In this award, funded by the Chemical Measurement and Imaging Program of the Division of Chemistry, Professor Tianquan Lian of Emory University and his postdoctoral, graduate and undergraduate student researchers will be supported to investigate the feasibility of imaging charge transfer dynamics in nanomaterials using specially modified atomic force microscopy (AFM) tips. Prof. Lian and his research group will attach quantum dots to the AFM tips and will measure the photoinduced charge transfer between the modified tip and the probed surface. The goal of this research is to develop a better understanding of the photophysical process taking place at the boundaries in nanomaterials used in solar energy conversion.
Atomic force microscopy methods use contact between a nanometer-scale probe and a surface to measure the changes in morphology of the probed surface. The probe is able to measure differences in the physical properties (e.g. hardness, softness) of the underlying surface at the nanometer (or smaller) length scale. Prof. Lian and his group are attempting to build an AFM probe that will be able to do what the AFM does, except by measuring differences in the rate of photoinduced charge transfer between the modified probe tip and the underlying surface. The goal is to develop the ability to measure the photophysical/electrical properties of nanoscale materials with the same resolution that can be obtained with AFM methods. The students working on this project will gain useful experience in developing cutting-edge analytical spectroscopy tools that will be useful for evaluating and characterizing technologically useful materials. As part of this work, Prof. Lian will continue his exemplary efforts at encouraging students from underrepresented groups to pursue careers in the sciences.

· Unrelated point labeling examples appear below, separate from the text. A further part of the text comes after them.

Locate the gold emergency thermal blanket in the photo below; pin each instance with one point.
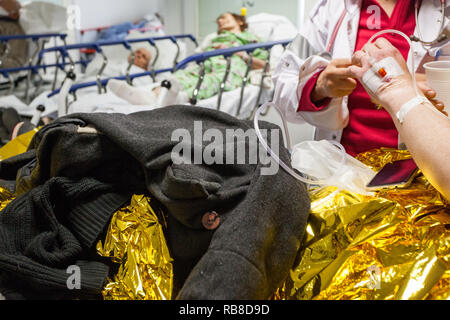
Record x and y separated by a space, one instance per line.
17 146
394 245
135 241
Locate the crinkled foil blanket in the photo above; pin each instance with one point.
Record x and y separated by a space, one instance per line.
394 245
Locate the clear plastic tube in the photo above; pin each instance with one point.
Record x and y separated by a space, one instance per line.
344 154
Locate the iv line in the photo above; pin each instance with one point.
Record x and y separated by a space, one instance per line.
342 149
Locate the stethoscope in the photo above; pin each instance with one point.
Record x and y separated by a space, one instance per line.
441 36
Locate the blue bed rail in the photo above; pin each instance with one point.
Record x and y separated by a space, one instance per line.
39 40
33 37
200 58
97 46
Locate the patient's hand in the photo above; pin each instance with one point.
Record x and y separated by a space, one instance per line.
429 92
391 95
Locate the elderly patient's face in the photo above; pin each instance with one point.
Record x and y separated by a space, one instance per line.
142 58
12 7
226 22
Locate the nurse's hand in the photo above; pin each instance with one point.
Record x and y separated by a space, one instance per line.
334 81
391 95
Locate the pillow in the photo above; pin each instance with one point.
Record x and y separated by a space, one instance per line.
43 17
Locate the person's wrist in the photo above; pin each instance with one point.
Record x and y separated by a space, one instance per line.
395 94
318 93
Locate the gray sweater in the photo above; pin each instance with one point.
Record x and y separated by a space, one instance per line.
262 217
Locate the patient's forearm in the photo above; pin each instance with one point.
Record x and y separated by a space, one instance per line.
427 134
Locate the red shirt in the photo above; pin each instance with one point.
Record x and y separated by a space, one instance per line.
369 128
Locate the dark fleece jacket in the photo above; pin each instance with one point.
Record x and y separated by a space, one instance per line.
262 217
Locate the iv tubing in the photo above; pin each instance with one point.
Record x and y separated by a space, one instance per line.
280 162
344 154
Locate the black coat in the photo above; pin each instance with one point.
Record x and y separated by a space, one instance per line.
73 179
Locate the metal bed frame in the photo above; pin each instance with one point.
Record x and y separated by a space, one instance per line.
40 40
200 59
97 47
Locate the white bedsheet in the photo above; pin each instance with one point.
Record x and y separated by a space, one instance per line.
230 101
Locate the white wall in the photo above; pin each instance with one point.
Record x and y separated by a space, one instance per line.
180 16
99 13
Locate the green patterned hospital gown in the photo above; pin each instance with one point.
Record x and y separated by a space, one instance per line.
215 67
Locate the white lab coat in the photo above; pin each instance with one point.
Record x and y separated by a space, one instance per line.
304 58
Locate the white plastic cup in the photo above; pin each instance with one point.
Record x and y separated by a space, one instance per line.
438 78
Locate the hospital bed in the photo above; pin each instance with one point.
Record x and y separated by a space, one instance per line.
107 52
248 99
11 76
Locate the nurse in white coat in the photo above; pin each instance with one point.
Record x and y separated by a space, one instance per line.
321 54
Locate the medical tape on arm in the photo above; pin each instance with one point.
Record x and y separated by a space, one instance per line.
381 73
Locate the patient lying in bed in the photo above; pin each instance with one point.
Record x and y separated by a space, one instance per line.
232 32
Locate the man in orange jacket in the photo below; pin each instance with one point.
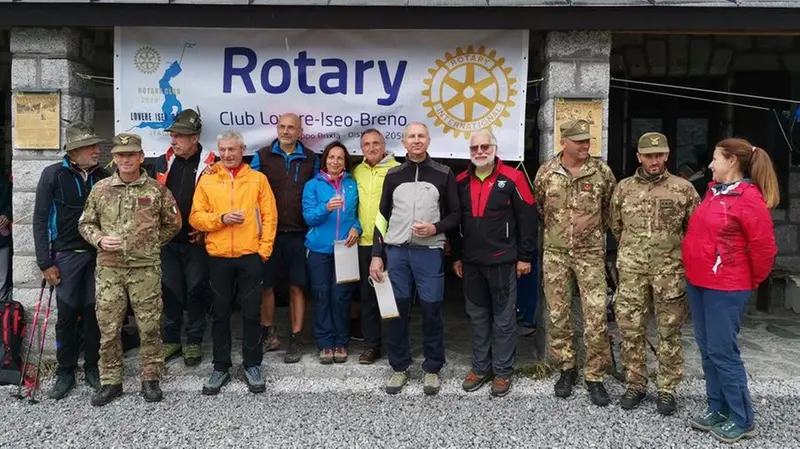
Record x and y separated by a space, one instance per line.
235 207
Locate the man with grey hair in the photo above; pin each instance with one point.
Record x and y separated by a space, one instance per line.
419 204
492 248
235 207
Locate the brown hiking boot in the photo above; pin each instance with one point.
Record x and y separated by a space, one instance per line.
473 382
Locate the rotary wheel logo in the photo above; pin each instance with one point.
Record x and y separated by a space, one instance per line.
147 60
468 91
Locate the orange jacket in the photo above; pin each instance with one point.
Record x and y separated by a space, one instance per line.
218 193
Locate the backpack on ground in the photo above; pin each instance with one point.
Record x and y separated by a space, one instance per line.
12 334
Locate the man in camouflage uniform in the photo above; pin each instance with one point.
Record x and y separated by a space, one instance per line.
128 217
573 195
649 215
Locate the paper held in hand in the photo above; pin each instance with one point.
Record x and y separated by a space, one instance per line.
346 261
385 294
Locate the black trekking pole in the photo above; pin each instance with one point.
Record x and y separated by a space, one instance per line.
41 348
24 367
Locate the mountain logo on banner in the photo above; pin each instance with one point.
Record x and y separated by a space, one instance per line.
469 91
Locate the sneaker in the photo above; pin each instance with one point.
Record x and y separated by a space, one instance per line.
172 351
215 383
91 376
598 393
666 403
708 421
65 382
106 394
431 384
293 354
730 432
369 356
192 355
565 382
340 354
326 356
151 391
253 379
631 399
501 386
271 341
397 382
473 382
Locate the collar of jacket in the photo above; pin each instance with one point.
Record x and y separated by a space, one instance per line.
117 181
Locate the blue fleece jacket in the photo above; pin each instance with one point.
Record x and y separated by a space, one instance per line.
322 224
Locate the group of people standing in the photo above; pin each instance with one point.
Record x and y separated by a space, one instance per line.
205 224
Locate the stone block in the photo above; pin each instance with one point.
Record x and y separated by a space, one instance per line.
23 73
27 172
61 74
595 77
22 205
559 79
58 42
578 45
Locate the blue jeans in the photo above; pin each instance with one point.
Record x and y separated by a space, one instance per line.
331 302
423 267
717 317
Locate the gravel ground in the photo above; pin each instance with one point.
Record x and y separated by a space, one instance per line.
356 413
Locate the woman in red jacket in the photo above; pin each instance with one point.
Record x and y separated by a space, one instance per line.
729 249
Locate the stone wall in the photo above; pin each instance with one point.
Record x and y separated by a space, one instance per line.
44 59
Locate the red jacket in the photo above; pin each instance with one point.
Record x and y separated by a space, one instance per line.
730 243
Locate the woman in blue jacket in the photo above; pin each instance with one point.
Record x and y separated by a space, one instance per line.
330 207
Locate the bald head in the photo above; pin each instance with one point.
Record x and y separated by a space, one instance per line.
289 130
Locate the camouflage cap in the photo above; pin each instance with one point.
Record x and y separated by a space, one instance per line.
187 122
126 143
79 135
651 143
576 130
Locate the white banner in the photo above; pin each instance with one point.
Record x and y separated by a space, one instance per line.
340 82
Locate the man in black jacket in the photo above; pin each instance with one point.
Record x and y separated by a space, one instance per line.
67 261
493 248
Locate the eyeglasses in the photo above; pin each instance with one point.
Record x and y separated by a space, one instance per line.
483 147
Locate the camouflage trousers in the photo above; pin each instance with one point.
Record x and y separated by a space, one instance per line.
589 271
632 307
143 287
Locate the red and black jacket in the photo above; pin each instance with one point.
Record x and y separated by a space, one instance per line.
498 218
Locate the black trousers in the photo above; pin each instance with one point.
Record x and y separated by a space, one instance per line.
370 312
75 300
242 275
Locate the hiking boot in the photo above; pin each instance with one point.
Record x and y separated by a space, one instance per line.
598 393
369 356
91 376
631 399
666 403
172 351
65 382
151 391
431 384
215 383
106 394
730 432
293 354
397 382
340 354
565 382
501 386
271 341
473 382
192 355
326 356
709 420
253 379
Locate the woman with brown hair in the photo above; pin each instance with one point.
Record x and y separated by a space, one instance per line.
729 249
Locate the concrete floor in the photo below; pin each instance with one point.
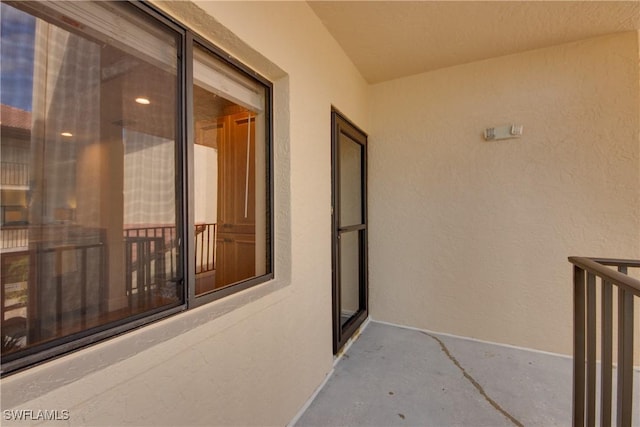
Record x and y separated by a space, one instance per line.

Meeting the clean energy needs for human activities is one of the most important scientific challenges in the 21st century. Solar energy conversion is one of the most promising approaches for meeting this challenge. Many potential solar-to-electricity and solar-to-fuel conversion devices use nanostructured composite materials. The dynamics of photo-induced interfacial charge separation and recombination play essential roles in determining the efficiencies of these devices. Detailed characterization of these processes are often challenging due to the lack of spectroscopic techniques with both high time and spatial resolutions. As a result of this NSF supported project, Prof. Tianquan Lian and his team at Emory University has developed a new imaging technique for studying charge transfer properties of solar energy conversion materials. This technique is based on a novel integration of high spatial-resolution atomic force microscopy (AFM) and confocal time-resolved fluorescence microscopy. Using single quantum dot modified AFM tips, Prof. Lian demonstrated that electron transfer dynamics between a quantum dot (attached on the tip) and a TiO2 nanocrystal can be spatially and temporally resolved. This one-year NSF grant has lead to three papers in high impact journals (ACS nano, J. Phys. Chem. Lett., Nano Lett.). Prof Lian has given 16 invited talks between September 1, 2012 to August 31, 2013 at meetings and in different universities. This grant also leads to the training of one postdoctoral fellow, one PhD student, two undergraduate students from Emory, one undergraduate student from Georgia Perimeter College (a two year college in Atlanta) and a high school student. Both the technical capability and human resources developed by this NSF grant will have important impact on the advancement of solar energy conversion technology.